Deutscher Buchpreis:Die Shortlist als Globaler Ort

Die verbleibenden sechs Nominierten für den Deutschen Buchpreis zeigen: Man will jünger und weiblicher sein - und auch ansonsten die Gesellschaft besser abbilden.

Von Felix Stephan

Der Jury des Deutschen Buchpreises hat die sechs Titel der Shortlist bekannt gegeben: die Romane "Das flüssige Land", von Raphaela Edelbauer, "Kintsugi" von Miku Sophie Kühmel, "Nicht wie ihr" von Tonio Schachinger, "Herkunft" von Saša Stanišić, "Winterbienen" von Norbert Scheuer und "Brüder" von Jackie Thomae.
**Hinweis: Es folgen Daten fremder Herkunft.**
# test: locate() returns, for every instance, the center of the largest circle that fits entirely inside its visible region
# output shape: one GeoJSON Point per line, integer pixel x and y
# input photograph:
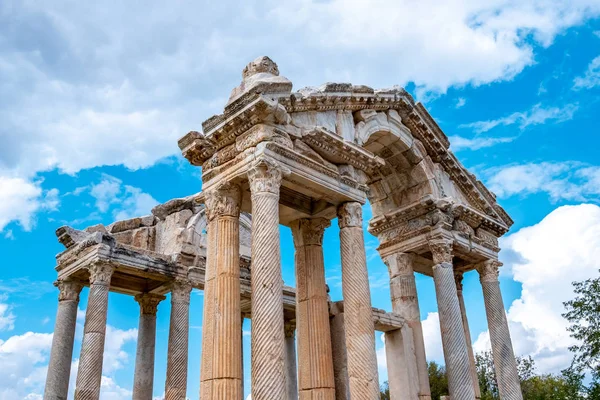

Vergeben wird der Preis zum Auftakt der Frankfurter Buchmesse. Dabei fallen verschiedene Dinge auf. Zum einen hat die Jury neuen Stimmen den Vorzug vor etablierten Autoren gegeben. Nora Bossongs viel gelobter Roman "Schutzzone" etwa oder Marlene Streeruwitz' "Flammenwand" galten als Favoriten der Longlist, fehlen jetzt aber auf der Shortlist. Stattdessen haben es gleich drei Debütanten in die engere Auswahl geschafft. Die Hälfte der Shortlist-Autoren wurde in den Neunzigerjahren geboren.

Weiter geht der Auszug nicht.